Я сам жил под оккупантами в Киеве, знаю, что это такое, и знаю, что для нас не было разницы между «немец» и «оккупант». Я бывал в Риге и Таллине, где чувствовал себя представителем оккупантов, и миловидные эстонские девушки-продавщицы не отвечали в магазине на мои вопросы, смотрели сквозь меня, а жители «не знали», где улица Ленина, улица Советская, улица Коминтерна…
Единственное место, где я чувствовал себя хорошо, — это была Чехословакия. Я побывал там дважды и второй раз жил долго, продлевая сколько можно срок, влюбленный в Прагу и пражан. Это было накануне событий 1968 года. Единственно в Чехословакии меня, русского, встречали улыбками, открывали двери домов и души, просили расписаться на стенке, на память. Пресса писала сногсшибательно смелые и умные статьи, в кино шли прекрасные, полные правды жизни фильмы. Из театров, экспериментирующих на все лады, я не вылезал и бродил по Вацлавской площади до четырех часов утра.
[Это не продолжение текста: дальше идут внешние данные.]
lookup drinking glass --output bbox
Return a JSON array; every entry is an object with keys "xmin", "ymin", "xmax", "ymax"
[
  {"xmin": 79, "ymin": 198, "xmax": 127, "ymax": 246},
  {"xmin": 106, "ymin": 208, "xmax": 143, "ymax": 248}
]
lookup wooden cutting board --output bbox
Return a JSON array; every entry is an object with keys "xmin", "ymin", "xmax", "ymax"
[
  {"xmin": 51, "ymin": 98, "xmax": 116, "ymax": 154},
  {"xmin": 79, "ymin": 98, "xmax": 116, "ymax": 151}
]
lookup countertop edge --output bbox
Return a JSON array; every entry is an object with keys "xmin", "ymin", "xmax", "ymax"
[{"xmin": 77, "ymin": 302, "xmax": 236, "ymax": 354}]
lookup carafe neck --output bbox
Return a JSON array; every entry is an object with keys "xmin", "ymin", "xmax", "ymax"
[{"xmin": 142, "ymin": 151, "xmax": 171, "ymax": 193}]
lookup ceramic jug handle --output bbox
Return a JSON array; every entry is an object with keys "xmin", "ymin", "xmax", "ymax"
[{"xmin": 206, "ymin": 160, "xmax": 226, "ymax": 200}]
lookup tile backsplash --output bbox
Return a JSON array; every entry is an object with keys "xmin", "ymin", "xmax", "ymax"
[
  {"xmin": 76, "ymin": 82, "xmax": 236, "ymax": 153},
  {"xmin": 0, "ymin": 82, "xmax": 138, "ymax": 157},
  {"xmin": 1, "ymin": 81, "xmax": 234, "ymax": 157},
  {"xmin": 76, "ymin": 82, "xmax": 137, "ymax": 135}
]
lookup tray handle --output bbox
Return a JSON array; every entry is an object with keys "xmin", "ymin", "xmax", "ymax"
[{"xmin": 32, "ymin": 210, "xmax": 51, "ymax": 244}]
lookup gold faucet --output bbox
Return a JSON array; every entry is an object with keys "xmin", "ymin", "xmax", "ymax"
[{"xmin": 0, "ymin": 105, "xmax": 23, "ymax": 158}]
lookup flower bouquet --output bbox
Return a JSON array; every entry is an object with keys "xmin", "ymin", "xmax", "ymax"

Друзьям-чехам я говорил: «Это у вас временно. Это кончится, и скоро». Они смеялись.
Своим предсказанием этим гордиться мне нечего. Я был советский человек, рожденный и выросший в СССР (а в таком случае много ума не нужно, чтобы знать, чем кончаются проявления вольного духа). Услышав, что советские танки вошли в Чехословакию, я увидел моментально столбы пыли на горизонте, и картошку, летящую с траков танков на полях Венгрии, и свечи на могилах «Пал за Отчизну». Знаю, что сегодня ходил бы по Праге как оккупант, сквозь меня смотрели бы как сквозь пустое место и на вопрос, где Вацлавске наместе, заданный хоть по-французски, оглядев меня, ответили бы: «Нэ панимаю».